Day of the Dead (Spanish: Día de Muertos) is a Mexican holiday celebrated throughout Mexico, in particular, the Central and South regions, and by people of Mexican ancestry living in other places, especially the United States. It is acknowledged internationally in many other cultures. The multi-day holiday focuses on gatherings of family and friends to pray for and remember friends and family members who have died, and help support their spiritual journey.
The holiday is sometimes called Día de los Muertos in Anglophone countries, a back-translation of its original name, Día de Muertos. It is particularly celebrated in Mexico where the day is a public holiday. Prior to Spanish colonisation in the 16th century, the celebration took place at the beginning of summer. Gradually it was associated with October 31, November 1 and November 2 to coincide with the Western Christian triduum of Allhallowtide: All Saints’ Eve, All Saints’ Day, and All Souls’ Day.

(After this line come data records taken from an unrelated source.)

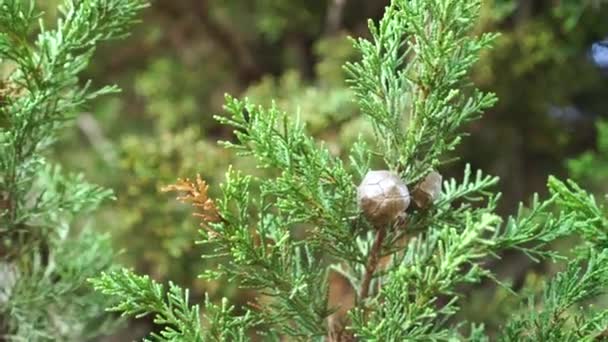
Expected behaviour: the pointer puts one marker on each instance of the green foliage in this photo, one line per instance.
(141, 296)
(283, 231)
(562, 313)
(44, 263)
(429, 65)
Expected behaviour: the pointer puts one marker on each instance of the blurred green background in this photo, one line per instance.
(183, 57)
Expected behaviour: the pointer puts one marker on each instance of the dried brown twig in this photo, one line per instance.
(196, 194)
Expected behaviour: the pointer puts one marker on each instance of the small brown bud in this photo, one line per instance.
(382, 197)
(428, 190)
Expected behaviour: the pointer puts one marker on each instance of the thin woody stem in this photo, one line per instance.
(372, 263)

Traditions connected with the holiday include building private altars called ofrendas, honouring the deceased using sugar skulls, marigolds, and the favourite foods and beverages of the departed, and visiting graves with these as gifts. Visitors also leave possessions of the deceased at the graves.

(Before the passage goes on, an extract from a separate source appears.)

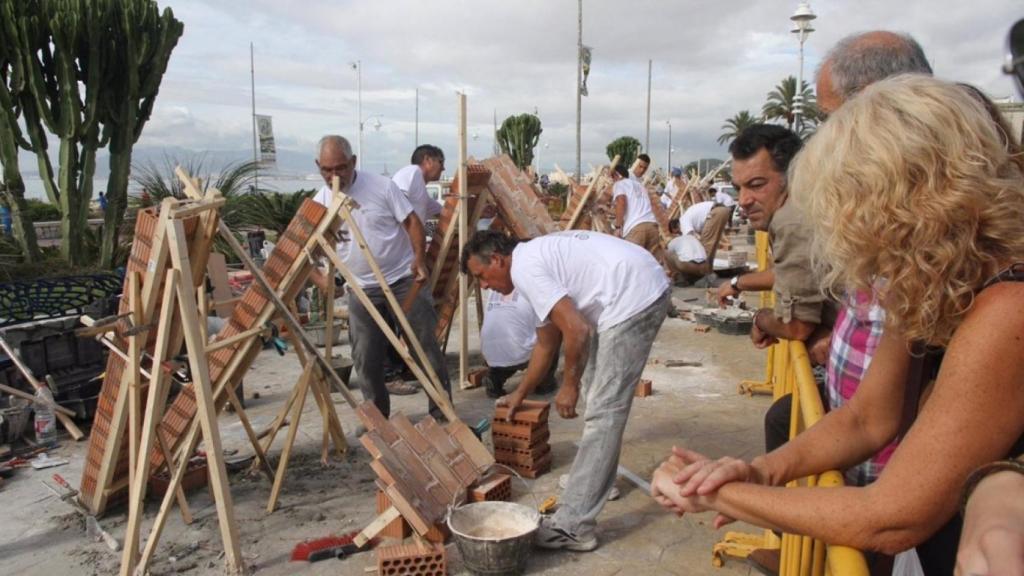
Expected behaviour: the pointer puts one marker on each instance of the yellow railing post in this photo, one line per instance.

The Day of the Dead celebrations in Mexico developed from ancient traditions among its pre-Columbian cultures. Rituals celebrating the deaths of ancestors had been observed by these civilisations perhaps for as long as 2,500–3,000 years. The festival that developed into the modern Day of the Dead fell in the ninth month of the Aztec calendar, about the beginning of August, and was celebrated for an entire month. The festivities were dedicated to the goddess known as the “Lady of the Dead”, corresponding to the modern La Calavera Catrina.
By the late 20th century in most regions of Mexico, practices had developed to honour dead children and infants on November 1, and to honour deceased adults on November 2. November 1 is generally referred to as Día de los Inocentes (“Day of the Innocents”) but also as Día de los Angelitos (“Day of the Little Angels”); November 2 is referred to as Día de los Muertos or Día de los Difuntos (“Day of the Dead”).

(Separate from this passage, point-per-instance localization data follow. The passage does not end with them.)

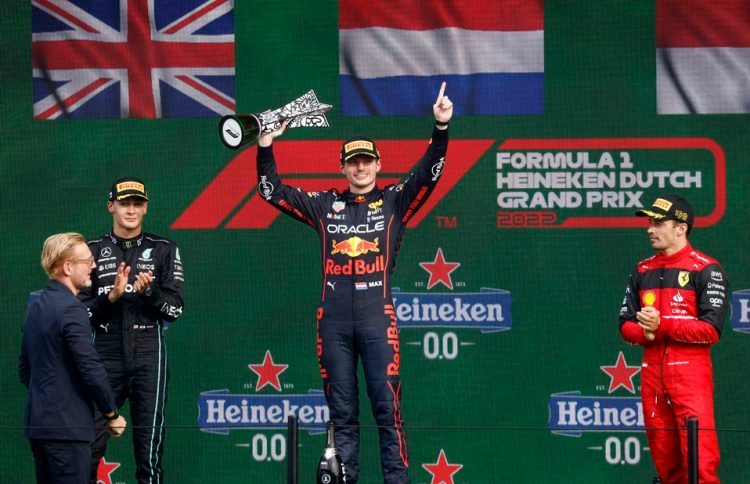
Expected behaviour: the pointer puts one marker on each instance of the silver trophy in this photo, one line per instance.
(240, 129)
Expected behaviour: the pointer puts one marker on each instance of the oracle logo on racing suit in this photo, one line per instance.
(355, 267)
(355, 229)
(354, 246)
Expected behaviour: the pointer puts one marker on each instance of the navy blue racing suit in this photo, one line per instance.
(359, 238)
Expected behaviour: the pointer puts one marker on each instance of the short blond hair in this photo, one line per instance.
(57, 249)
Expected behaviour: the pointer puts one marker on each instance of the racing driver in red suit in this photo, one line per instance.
(360, 231)
(674, 307)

Mexican cempasúchil (marigold) is the traditional flower used to honour the dead.
In Christian Europe, Roman Catholic customs absorbed pagan traditions. All Saints Day and All Souls Day became the autumnal celebration of the dead. Over many centuries, rites which had occurred in cultivated fields, where the souls of the dead were thought to leave after the harvest, to cemeteries.
In many countries with a Roman Catholic heritage, All Saints Day and All Souls Day have evolved traditions in which people take the day off work, go to cemeteries with candles and flowers, and give presents to children, usually sweets and toys. In Portugal and Spain ofrendas (“offerings”) are made on this day. In Spain, the play Don Juan Tenorio is traditionally performed. In Belgium, France, Ireland, Italy, the Netherlands, Portugal, and Spain, people bring flowers (typically chrysanthemums in France and northern Europe) to the graves of dead relatives and say prayers over the dead.
As part of a promotion by the Mexican embassy in Prague, Czech Republic since the late 20th century, some local citizens join in a Mexican-style Day of the Dead. A theatre group produces events featuring masks, candles, and sugar skulls.